Source code for proteinshake.frameworks.dataset

import os
from proteinshake.utils import save, load, fx2str, progressbar, error

class FrameworkDataset():
    """ Dataset base class for different frameworks.

    Parameters
    ----------
    data_list: generator
        A generator of objects from a representation.
    size: int
        The size of the dataset.
    path: str
        Path to save the processed dataset.
    transform: function
        A transform function to be applied in the __getitem__ method.
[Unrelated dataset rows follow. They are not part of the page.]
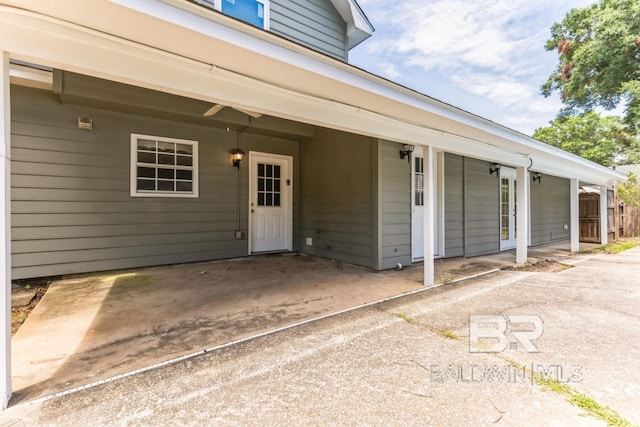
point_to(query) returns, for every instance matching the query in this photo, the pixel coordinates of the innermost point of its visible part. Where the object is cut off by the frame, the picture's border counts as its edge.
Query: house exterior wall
(453, 205)
(550, 210)
(313, 23)
(394, 194)
(72, 210)
(337, 197)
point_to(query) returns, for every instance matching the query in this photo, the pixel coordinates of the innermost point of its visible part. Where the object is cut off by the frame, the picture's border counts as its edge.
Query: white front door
(508, 232)
(417, 205)
(270, 202)
(418, 199)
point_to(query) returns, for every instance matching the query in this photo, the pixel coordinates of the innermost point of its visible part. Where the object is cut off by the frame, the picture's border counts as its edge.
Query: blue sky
(486, 57)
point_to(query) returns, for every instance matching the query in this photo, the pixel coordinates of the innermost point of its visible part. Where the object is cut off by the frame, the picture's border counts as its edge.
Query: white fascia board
(60, 45)
(315, 74)
(31, 77)
(249, 38)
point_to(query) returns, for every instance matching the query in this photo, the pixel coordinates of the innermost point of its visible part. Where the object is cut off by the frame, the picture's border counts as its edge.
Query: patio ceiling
(205, 55)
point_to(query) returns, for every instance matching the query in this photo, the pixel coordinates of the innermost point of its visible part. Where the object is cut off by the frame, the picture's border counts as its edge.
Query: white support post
(604, 216)
(522, 214)
(5, 230)
(439, 216)
(429, 178)
(574, 210)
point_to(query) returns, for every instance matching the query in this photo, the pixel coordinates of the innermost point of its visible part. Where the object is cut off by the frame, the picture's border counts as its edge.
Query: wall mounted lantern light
(236, 157)
(537, 176)
(407, 149)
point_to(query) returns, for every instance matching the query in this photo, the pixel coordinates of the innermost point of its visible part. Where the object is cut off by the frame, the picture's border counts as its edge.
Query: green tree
(599, 59)
(594, 137)
(629, 190)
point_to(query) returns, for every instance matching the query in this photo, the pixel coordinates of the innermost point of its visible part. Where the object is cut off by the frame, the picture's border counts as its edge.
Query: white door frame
(437, 177)
(287, 181)
(510, 175)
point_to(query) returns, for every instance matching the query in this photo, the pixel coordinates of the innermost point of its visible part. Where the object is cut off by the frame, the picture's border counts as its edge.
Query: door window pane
(419, 181)
(269, 185)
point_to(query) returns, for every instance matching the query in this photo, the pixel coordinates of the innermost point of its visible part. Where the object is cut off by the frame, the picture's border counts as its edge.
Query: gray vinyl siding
(71, 207)
(482, 203)
(394, 206)
(336, 196)
(453, 205)
(550, 210)
(313, 23)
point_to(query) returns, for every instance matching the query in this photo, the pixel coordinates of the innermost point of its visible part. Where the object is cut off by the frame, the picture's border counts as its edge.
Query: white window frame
(266, 6)
(134, 192)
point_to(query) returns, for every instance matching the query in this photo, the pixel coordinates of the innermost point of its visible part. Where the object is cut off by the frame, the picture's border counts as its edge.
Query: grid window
(163, 167)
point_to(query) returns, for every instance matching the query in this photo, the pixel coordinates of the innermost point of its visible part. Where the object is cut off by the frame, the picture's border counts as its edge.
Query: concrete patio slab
(385, 364)
(91, 327)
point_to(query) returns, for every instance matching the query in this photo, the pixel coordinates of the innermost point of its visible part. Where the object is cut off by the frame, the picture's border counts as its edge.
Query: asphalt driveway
(408, 362)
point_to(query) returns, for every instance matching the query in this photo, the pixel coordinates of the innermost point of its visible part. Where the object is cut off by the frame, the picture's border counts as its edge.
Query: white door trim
(288, 181)
(436, 169)
(511, 175)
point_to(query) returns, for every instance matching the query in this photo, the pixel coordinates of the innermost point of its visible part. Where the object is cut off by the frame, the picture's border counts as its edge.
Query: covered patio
(215, 60)
(95, 327)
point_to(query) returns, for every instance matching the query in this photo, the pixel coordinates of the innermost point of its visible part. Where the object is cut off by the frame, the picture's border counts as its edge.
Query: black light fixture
(537, 176)
(236, 157)
(406, 151)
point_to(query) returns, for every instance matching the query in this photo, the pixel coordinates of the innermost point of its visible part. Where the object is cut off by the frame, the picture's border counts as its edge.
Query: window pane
(146, 172)
(184, 149)
(166, 173)
(185, 161)
(165, 185)
(166, 147)
(166, 159)
(146, 184)
(183, 174)
(146, 144)
(184, 186)
(146, 157)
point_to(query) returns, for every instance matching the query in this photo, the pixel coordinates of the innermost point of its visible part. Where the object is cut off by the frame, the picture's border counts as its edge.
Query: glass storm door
(418, 199)
(270, 204)
(508, 232)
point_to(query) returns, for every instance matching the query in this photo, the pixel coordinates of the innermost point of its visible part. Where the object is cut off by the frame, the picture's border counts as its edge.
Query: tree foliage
(600, 139)
(599, 59)
(629, 190)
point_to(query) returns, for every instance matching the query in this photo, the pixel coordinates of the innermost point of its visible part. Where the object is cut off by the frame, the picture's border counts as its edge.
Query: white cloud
(491, 50)
(389, 70)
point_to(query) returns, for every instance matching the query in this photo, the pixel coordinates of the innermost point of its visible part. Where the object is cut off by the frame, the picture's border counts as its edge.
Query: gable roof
(214, 58)
(359, 27)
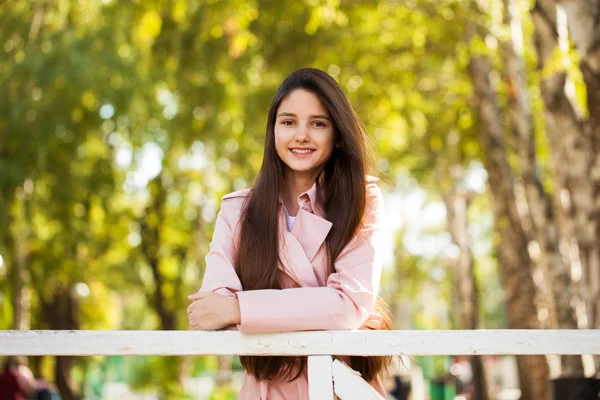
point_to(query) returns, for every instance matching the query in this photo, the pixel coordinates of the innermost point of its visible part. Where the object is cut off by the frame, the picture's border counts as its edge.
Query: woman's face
(304, 134)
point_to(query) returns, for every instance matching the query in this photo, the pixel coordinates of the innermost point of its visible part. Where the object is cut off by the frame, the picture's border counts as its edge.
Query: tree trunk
(60, 313)
(150, 245)
(557, 291)
(576, 189)
(511, 243)
(18, 270)
(583, 18)
(465, 284)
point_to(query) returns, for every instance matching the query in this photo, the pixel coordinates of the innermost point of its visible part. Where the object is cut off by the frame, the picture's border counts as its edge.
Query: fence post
(320, 378)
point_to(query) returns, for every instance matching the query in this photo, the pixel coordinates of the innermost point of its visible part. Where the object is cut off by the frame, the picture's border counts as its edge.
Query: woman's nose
(302, 133)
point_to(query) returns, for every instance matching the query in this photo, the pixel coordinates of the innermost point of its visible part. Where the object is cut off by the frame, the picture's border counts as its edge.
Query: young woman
(299, 250)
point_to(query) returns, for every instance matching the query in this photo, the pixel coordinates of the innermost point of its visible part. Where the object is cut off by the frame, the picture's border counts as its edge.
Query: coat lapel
(299, 247)
(310, 230)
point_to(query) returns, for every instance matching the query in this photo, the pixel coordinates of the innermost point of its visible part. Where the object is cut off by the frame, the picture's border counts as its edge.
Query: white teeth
(298, 151)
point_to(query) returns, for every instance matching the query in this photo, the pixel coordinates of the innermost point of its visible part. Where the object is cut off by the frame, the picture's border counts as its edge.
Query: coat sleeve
(220, 275)
(347, 300)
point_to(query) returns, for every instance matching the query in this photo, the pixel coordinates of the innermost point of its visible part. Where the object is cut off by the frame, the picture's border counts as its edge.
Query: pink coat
(310, 300)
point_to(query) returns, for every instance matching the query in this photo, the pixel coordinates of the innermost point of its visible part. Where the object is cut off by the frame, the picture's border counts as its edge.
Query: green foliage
(122, 124)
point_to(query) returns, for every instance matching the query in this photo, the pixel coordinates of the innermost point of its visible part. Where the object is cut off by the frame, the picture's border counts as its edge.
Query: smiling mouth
(301, 151)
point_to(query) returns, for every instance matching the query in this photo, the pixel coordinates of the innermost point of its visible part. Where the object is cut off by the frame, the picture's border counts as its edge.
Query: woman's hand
(211, 311)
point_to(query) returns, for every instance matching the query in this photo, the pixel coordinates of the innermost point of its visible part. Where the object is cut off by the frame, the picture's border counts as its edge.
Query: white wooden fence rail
(325, 376)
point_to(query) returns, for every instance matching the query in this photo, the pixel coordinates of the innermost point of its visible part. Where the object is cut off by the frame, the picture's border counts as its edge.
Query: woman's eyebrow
(286, 114)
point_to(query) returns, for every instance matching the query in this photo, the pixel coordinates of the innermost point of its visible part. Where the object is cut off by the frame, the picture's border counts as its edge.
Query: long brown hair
(343, 202)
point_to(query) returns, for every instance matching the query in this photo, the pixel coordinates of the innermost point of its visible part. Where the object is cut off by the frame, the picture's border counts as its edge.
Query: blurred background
(123, 123)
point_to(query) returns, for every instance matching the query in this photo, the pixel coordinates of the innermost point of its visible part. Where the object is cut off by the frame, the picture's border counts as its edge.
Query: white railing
(324, 375)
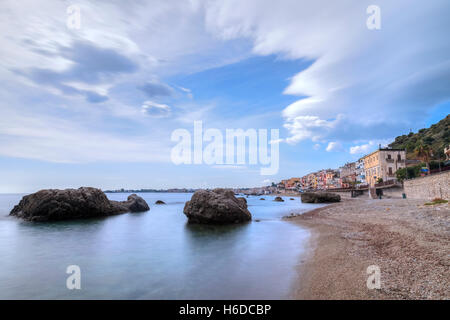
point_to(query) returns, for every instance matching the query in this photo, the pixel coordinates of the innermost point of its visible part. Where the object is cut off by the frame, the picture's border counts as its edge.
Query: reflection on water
(152, 255)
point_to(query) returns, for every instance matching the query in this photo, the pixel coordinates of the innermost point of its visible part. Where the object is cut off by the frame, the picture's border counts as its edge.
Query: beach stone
(134, 203)
(218, 206)
(320, 197)
(85, 202)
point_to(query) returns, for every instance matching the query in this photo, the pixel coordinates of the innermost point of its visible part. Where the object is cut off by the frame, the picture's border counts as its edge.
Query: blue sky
(96, 106)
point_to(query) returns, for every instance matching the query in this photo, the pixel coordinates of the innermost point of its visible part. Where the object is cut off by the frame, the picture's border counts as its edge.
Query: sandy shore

Signature: transform(data, protein_dict) -> (data, protein_dict)
    pre_transform: function
        A transform function to be applied before writing the data. Signature: transform((data, protein_dict)) -> (data, protein_dict)
    pre_filter: function
        A filter function to be applied before writing the data. Signature: transform(data, protein_dict) -> bool
    """

    def __init__(self, data_list, size, path, transform=None, pre_transform=None, pre_filter=None, verbosity=2):
        os.makedirs(path, exist_ok=True)
        self.verbosity = verbosity
        self.path = path
        self.transform = transform
        self.pre_transform = pre_transform
        self.pre_filter = pre_filter
        transforms_repr = fx2str(pre_transform) + fx2str(pre_filter)
        if not os.path.exists(f'{path}/{size-1}.pkl'):
            i = 0
            for data_item in progressbar(data_list, desc='Converting', total=size, verbosity=self.verbosity):
                data = self.convert_to_framework(data_item)
                protein_dict = data_item.protein_dict
                if not self.pre_filter is None and not self.pre_filter(data, protein_dict):
                    continue
                if not self.pre_transform is None:
                    data, protein_dict = self.pre_transform(data, protein_dict)
                save((data, protein_dict), f'{path}/{i}.pkl')
                i += 1
            save(i,f'{path}/size.pkl')
            save(transforms_repr,f'{path}/transforms.pkl')
        self.size = load(f'{path}/size.pkl')
        original_repr = load(f'{path}/transforms.pkl')
        if not original_repr == transforms_repr: error(f'The pre_transform and/or pre_filter are not the same as when the dataset was created. If you want to change them, delete the folder at {path}', verbosity=self.verbosity)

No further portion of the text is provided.